Le boulot de prof. consiste-t-il donc à enregistrer, mettre en avant des soi-disant incontournables principes de réalité, à seulement commenter des décisions qui seraient prises, bref à se fonder sur des rumeurs, des à - peu - près, en n'oubliant pas de faire savoir qu'on est quand - même bien renseignés. Et donc, objectivement, le boulot de prof serait-il de contribuer à une démobilisation ?
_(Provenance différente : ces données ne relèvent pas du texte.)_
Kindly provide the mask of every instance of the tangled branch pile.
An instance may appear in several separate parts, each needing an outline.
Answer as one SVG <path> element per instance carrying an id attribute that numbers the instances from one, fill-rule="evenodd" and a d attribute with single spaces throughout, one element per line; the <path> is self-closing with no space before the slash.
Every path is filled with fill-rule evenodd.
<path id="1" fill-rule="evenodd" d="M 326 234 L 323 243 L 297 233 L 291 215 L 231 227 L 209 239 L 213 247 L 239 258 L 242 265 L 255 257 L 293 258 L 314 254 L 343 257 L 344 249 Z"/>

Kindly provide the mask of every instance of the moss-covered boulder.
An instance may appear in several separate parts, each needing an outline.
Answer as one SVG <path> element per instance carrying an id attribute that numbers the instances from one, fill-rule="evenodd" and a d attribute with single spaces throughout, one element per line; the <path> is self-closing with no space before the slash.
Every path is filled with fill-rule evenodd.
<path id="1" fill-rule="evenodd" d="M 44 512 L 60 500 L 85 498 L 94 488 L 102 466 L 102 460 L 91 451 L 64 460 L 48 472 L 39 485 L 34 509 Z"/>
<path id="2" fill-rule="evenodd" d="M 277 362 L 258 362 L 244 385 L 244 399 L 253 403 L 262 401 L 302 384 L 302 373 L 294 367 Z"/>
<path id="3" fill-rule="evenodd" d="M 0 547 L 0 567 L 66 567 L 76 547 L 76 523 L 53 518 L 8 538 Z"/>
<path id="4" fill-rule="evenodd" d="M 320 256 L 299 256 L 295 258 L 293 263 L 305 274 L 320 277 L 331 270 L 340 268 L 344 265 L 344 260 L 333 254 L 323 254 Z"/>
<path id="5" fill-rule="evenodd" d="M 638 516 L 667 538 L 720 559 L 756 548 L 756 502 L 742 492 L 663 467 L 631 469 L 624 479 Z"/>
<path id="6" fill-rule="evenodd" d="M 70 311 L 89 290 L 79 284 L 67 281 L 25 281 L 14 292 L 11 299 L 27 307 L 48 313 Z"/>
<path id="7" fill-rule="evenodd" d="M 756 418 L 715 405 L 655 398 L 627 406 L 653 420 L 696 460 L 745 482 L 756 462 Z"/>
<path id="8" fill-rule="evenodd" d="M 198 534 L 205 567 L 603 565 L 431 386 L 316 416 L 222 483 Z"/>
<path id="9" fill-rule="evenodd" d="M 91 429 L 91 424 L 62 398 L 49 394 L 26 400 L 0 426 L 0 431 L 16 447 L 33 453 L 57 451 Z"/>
Mon avis est que, dans écriture d'invention, c'est le mot invention qui est le plus important en ce moment. En effet, il s'agit de faire en sorte que deux dynamiques d'invention se rejoignent quelque part : celle de l'oeuvre, celle du lycéen scripteur, inventeur d'une pensée. Ce qui signifie que tout sujet qui ressemble peu ou prou à des vieux sujets de rédaction ou de dissertation est à proscrire. Il faudra être attentif à proposer des lanceurs d'écriture qui donnent l'occasion à nos jeunes d'expérimenter le tissage de leur parole avec celle d'un (ou plusieurs) écrivain(s). En amont de l'évaluation (EAF)dont le principe ne me choque pas, il s'agit de mettre en place des formations. Car écrire l'invention, cela s'apprend. Eprouver, expérimenter, inventer pour de bon, pas dans le faire semblant. Pourquoi cela serait-il déjà impossible avant même d'avoir commencé en grand ?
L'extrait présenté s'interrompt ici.